英語表記:Phosphorous Silicate Glass

 PSG(Phosphorous Silicate Glass)という名称はもともとリン添加石英ガラスを指す物質の名称であってゲッタリング方式の名前ではない。PSGによるゲッタリング法もエキストリンシックゲッタリング手法の一つであるが、この手法はシリコンウェハ製造よりはむしろLSI製造工程の中で用いられることが多い。この手法もPBS (BSP)と同様の成膜を応用した手法で、ウェハにPSG(リン添加石英ガラス)を気相成長法で成膜し、この膜自身、膜とシリコンウェハの界面、および場合によっては膜中のリンがシリコンウェハ中に高濃度に拡散した領域 がゲッタリングシンク(gettering sink)として機能する。PSGによるゲッタリングは、他のゲッタリング手法が主に重金属不純物による汚染と、これに伴う欠陥を吸収してしまうことを狙うのに対し、むしろ軽元素であるアルミニウム(AI)やナトリウム(Na)などのアルカリ金属のゲッタリングに優れている。
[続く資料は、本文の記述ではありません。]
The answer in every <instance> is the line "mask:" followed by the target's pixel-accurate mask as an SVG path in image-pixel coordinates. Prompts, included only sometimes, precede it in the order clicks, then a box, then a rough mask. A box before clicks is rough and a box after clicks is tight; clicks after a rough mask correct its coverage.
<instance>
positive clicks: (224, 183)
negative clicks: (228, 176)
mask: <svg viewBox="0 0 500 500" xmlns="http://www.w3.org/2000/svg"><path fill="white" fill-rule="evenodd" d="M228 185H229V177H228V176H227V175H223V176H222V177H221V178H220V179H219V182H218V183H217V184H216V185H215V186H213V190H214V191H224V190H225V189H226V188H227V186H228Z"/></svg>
 商業的なシリコンウェハ製造工程で行うゲッタリング処理手法としてはPSGゲッタリング法はほとんど用いられていないが、この手法を用いる場合にはPBS(BSP)同様、シリコンウェハ裏面にPSG膜を成膜する。PSG膜の成膜にはPBS(BSP)と同 様に気相成長装置を用いるが、PSG膜の場合は常圧気相成長装置を用いることもできる。PSG膜を成長させる場合は自己発火性のある危険なシラン系のガスは気相成長装置の反応炉内で酸素と反応させて(燃やして)しまうので、ポリシリコン膜を形成するPBS(BSP)のように、装置の排気ガスが発火してしまう危険は相対的に少ないが、リンを添加する必要から猛毒のフォスフィン(PH₃)ガスや三塩化リン(POCl₃) 蒸気を使用するので、高度に安全に配慮した高価な装置が必要であることにかわりはない。LSI製造工程中でこの方式をゲッタリングに 用いる場合は、ウェハの裏面側に成膜してゲッタリングさせる他に、他の保護膜を介してLSI回路を作り込んでいるウェハ表面側に成膜して、ゲッタリングさせる使い方もされているようである。